June 05, 2007

Prayer of the Trail

Margo Metegrano, editor of CowboyPoetry.com contacted me a while ago about collaborating on a feature for her website. This got me digging around in the papers and books I have in my possession that belonged to my grandfather, Alfred Kern. Among other treasures that I had previously overlooked was this poem, hand copied on two small sheets of yellowed paper - in Grandpa's handwriting. This is a somewhat melancholy poem written by a woman who puts herself into the skin of a Mormon handcart pioneer, though I have no substantial information on Alberta H. Christensen, she was a western contemporary poet who published occasional poetry as recently as 1985. More than anything I think, this poem illustrates the trial of faith in the face of overwhelming physical and social adversity. The fruits of faith have never come easy to anyone and come only after having been put to the test. The Mormon handcart pioneers were no exception. But, after the test and trial of their faith during the crossing of the high plains of Wyoming, none ever abandoned it.

Prayer of the Trail
By Alberta H. Christensen

It is not for these weary hands I pray,
Although the handcart makes them callous worn,
And not for balm, the hurting to allay,
Of bruised and bandaged feet, is this prayer born.

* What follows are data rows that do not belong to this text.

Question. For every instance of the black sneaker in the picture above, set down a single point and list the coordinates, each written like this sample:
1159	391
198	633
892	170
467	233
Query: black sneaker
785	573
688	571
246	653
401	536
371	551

The lantern of my faith tonight burns low,
Unless it be renewed I cannot go,
The endless miles that lie beyond our sight,
But if rekindled Lord, oh, then I know,
I can file on and never count the cost,
Of all the things for conscience sake I lost.

I can forget how friends entreating cried,
Even forget our parting – his low voice,
His words that spoke the scorn, his kiss denied.
If I but feel the wisdom of my choice,
And so for that to keep my faith alight,
And that alone dear Lord, I pray tonight.